Accrochez-vous : Amazon lance l’assaut aux Pays-Bas. Le webshop néerlandais, annoncé depuis longtemps, ouvrira ses portes cette année avec des « millions de produits ». L’entreprise recherche assidument des partenaires de vente pour sa place de marché. La Belgique sera-t-elle entraînée dans le sillage des Pays-Bas ?


Une vingtaine de catégories de produits

En vue de conquérir le marché néerlandais en 2020, Amazon recherche activement des vendeurs externes. Le géant du e-commerce dit vouloir recruter des retailers dans plus de vingt catégories, dont l’habillement et l’électronique. Les candidats souhaitant proposer leurs produits sur Amazon.nl, peuvent se présenter dès aujourd’hui.

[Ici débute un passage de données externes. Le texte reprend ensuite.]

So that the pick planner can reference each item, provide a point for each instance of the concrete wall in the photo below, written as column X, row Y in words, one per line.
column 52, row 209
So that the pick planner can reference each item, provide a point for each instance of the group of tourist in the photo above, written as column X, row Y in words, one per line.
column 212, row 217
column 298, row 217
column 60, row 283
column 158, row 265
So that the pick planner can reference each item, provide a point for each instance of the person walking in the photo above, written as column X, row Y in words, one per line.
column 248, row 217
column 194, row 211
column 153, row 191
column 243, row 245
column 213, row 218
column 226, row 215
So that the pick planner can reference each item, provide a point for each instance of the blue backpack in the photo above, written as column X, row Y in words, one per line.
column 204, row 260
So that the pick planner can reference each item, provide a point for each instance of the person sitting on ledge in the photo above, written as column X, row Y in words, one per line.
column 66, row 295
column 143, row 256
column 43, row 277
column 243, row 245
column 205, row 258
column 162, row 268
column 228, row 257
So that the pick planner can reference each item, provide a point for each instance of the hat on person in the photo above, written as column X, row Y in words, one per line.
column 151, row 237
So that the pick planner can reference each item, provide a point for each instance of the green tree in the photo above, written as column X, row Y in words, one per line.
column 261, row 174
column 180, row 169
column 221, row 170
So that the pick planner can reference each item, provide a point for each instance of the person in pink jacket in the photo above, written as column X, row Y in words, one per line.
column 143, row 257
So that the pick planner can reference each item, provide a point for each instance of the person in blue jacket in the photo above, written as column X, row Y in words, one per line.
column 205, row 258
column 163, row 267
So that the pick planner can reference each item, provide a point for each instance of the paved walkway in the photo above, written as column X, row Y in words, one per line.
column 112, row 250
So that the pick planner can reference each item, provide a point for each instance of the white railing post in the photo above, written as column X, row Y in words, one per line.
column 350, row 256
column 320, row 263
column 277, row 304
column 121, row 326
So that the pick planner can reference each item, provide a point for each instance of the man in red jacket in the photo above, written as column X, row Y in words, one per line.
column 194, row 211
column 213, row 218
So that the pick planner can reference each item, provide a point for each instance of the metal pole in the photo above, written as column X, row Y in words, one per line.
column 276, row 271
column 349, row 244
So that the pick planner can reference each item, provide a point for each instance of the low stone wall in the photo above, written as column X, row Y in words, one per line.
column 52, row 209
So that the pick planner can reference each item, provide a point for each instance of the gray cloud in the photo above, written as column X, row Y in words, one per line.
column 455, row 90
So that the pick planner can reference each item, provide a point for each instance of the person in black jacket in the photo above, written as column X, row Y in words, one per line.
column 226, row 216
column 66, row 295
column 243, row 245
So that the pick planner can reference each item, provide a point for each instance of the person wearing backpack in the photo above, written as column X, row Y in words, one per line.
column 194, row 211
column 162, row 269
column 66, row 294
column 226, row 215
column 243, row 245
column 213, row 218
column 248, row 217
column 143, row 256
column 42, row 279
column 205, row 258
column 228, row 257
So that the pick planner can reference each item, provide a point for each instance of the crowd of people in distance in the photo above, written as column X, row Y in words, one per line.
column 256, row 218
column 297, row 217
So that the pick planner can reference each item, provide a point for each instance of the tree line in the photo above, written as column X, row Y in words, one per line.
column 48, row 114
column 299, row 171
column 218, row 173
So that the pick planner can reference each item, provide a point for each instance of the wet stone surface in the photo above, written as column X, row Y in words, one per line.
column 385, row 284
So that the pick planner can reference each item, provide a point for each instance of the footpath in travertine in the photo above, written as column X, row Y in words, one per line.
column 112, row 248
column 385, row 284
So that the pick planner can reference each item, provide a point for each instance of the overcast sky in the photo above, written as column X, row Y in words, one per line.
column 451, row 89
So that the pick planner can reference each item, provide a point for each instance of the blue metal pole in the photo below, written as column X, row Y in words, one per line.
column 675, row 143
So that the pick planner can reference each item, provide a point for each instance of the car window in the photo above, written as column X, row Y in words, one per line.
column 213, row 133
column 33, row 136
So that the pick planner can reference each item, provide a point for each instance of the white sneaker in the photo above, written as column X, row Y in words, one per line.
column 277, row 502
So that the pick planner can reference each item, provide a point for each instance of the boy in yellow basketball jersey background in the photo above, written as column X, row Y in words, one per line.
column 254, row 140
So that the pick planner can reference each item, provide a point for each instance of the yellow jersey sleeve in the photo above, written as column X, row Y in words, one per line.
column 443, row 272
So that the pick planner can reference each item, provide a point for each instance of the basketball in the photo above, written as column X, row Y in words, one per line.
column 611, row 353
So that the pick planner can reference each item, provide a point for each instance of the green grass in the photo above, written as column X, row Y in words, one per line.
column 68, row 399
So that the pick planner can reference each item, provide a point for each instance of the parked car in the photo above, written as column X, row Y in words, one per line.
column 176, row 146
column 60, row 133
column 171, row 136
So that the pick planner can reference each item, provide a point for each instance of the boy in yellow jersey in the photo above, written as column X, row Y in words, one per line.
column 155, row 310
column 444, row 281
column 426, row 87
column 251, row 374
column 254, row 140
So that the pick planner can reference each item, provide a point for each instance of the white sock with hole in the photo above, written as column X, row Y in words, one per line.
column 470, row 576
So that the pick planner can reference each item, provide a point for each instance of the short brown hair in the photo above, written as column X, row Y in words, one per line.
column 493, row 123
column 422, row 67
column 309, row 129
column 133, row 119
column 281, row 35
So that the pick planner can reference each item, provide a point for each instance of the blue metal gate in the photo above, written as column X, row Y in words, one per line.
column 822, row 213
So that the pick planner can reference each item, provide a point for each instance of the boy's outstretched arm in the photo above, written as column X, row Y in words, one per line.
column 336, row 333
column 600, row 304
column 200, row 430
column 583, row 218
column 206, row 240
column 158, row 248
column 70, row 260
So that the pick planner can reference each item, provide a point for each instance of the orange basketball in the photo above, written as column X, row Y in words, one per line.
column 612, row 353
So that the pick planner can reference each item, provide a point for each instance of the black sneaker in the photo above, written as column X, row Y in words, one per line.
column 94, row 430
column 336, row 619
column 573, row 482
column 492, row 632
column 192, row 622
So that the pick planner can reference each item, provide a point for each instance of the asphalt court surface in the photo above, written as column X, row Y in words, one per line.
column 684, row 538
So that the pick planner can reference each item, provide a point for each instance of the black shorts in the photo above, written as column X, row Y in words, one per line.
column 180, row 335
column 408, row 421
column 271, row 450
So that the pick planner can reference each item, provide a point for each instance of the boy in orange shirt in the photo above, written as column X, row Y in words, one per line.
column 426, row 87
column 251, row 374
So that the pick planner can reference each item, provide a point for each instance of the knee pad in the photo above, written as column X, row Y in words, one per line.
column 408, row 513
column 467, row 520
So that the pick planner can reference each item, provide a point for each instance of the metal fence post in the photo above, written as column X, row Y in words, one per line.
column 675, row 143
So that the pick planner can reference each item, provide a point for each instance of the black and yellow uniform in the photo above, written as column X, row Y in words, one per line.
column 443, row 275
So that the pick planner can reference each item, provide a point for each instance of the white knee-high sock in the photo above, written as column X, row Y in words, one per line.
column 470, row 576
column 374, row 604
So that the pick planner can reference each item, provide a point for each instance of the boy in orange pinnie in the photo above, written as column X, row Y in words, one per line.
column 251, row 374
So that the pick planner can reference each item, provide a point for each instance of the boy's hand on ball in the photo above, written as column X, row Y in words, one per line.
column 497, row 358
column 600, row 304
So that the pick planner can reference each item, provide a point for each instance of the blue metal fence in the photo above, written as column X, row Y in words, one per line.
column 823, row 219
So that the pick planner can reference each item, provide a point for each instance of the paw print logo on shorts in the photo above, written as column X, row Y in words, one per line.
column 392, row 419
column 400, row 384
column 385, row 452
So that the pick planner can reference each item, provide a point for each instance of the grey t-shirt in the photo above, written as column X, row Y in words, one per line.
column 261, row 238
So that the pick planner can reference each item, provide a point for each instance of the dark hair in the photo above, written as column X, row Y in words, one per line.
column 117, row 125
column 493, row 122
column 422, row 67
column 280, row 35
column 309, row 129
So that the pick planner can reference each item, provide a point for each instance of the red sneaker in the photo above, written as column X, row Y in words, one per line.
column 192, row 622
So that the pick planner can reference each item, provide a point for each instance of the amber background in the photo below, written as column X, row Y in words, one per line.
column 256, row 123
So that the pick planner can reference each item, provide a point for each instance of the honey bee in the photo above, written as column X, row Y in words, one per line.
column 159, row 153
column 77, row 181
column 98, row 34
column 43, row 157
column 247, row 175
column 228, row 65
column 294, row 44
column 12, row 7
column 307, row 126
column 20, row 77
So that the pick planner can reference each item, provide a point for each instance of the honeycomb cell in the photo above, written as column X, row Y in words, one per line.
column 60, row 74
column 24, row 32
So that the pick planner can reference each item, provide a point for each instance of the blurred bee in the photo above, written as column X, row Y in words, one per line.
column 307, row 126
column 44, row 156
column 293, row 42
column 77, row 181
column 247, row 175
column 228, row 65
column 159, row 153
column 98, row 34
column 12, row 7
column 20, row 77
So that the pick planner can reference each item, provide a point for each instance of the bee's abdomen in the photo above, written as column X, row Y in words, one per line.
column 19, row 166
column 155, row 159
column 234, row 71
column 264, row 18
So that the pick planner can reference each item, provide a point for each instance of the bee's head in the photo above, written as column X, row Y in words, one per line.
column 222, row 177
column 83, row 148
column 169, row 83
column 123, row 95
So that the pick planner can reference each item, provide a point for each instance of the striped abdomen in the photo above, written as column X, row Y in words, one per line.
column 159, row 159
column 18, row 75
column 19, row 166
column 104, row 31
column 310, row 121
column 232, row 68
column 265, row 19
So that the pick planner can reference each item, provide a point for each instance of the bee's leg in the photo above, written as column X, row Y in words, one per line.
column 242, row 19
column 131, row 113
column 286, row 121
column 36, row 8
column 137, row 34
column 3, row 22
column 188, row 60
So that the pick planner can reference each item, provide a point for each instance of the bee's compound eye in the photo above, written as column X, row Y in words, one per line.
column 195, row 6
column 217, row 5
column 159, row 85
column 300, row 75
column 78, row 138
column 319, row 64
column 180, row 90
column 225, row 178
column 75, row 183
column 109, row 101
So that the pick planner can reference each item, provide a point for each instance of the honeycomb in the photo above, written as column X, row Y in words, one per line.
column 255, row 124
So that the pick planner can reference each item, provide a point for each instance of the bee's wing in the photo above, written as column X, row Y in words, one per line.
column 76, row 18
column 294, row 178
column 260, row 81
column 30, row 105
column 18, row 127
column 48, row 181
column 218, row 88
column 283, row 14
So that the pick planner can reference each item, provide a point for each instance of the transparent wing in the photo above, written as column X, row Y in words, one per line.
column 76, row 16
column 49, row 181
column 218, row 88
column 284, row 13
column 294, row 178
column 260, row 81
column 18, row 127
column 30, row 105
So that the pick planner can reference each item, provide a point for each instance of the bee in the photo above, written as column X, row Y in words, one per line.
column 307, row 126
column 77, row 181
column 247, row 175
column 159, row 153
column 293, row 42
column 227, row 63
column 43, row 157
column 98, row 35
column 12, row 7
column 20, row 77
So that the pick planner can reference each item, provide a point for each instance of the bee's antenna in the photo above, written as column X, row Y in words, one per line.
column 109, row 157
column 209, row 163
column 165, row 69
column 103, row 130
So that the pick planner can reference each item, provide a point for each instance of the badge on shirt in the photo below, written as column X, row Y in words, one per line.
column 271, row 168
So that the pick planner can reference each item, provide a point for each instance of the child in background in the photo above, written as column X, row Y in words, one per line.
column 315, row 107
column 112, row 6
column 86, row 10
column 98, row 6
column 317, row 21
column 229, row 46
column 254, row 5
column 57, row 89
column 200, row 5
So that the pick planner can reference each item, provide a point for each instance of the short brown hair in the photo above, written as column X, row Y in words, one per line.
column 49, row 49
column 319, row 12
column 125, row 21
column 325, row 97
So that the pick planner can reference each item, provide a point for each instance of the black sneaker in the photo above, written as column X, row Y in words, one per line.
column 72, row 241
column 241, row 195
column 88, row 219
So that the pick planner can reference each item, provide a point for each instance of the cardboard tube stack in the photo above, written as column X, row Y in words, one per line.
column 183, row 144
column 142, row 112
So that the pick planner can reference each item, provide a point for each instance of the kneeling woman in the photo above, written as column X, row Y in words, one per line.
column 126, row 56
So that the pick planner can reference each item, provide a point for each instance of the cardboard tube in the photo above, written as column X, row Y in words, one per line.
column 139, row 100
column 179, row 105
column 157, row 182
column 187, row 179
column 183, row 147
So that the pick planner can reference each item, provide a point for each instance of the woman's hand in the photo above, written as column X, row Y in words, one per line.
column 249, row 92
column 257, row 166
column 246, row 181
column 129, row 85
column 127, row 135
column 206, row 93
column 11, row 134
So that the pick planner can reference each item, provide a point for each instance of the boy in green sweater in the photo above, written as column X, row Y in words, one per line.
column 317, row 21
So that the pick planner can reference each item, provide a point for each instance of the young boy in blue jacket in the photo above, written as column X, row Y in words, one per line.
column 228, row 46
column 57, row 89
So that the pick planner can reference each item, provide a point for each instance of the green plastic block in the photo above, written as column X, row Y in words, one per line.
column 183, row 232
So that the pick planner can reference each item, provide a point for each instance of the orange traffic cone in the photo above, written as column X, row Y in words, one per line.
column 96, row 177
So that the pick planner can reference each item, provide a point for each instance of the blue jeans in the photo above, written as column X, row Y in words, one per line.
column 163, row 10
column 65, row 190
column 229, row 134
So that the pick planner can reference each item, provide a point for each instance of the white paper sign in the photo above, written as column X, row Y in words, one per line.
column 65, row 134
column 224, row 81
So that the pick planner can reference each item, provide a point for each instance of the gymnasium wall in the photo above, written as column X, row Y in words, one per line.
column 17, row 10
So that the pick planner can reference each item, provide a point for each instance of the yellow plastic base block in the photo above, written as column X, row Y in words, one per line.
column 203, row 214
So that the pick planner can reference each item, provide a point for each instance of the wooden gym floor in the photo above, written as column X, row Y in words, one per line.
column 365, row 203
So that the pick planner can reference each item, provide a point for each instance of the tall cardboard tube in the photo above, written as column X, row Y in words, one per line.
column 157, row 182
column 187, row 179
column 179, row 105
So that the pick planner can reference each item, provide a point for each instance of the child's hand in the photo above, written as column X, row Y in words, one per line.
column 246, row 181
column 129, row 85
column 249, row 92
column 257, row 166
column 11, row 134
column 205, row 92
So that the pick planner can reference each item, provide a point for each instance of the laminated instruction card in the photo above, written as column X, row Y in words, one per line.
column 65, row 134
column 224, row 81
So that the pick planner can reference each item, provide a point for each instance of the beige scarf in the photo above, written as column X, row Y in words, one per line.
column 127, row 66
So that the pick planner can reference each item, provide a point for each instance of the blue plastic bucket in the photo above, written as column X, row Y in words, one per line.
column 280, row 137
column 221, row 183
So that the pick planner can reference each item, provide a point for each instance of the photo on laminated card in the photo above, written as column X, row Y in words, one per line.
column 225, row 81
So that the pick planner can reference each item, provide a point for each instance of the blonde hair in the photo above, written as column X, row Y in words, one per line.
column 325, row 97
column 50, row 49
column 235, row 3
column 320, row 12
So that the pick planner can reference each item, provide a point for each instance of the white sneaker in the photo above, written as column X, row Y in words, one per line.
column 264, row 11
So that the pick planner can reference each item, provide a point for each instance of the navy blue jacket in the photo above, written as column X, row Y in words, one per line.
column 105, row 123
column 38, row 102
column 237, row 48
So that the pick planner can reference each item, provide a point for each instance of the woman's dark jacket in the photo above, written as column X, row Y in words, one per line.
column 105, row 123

« Nous nous réjouissons de pouvoir offrir à des entreprises néerlandaises, grandes et petites, la possibilité de vendre via Amazon.nl et via nos autres sites européens. Nos partenaires élargiront ainsi l’offre pour les consommateurs néerlandais et pourront toucher davantage de clients au niveau national et international », commente Alex Ootes, responsable de l’expansion européenne.


Aussi en Belgique

Actuellement le site Amazon.nl propose uniquement des e-books, pour les autres produits les clients sont redirigés vers une version en néerlandais d’Amazon.de. L’e-tailer américain souhaite remédier à cette situation en proposant une offre spécifiquement ‘néerlandaise’ avec des vendeurs locaux. L’entreprise espère ainsi concurrencer les actuels leaders du marché, bol.com et Coolblue.


Selon toute vraisemblance, l’attaque aux Pays-Bas aura également des répercussions sur la Flandre, estime le rédacteur en chef de RetailDetail, Stefan Van Rompaey. Amazon est déjà numéro un en Wallonie, alors qu’il n’y a pas de site web belge. Etant donné que pour les shoppers wallons le fait de commander via le site web français ne semble pas poser problème, il en sera probablement de même en Flandre – d’autant plus que les Flamands se rendent déjà massivement sur des plateformes néerlandaises comme bol.com. « Bol.com, Coolblue et compagnie ont intérêt à s’accrocher », conclut Van Rompaey.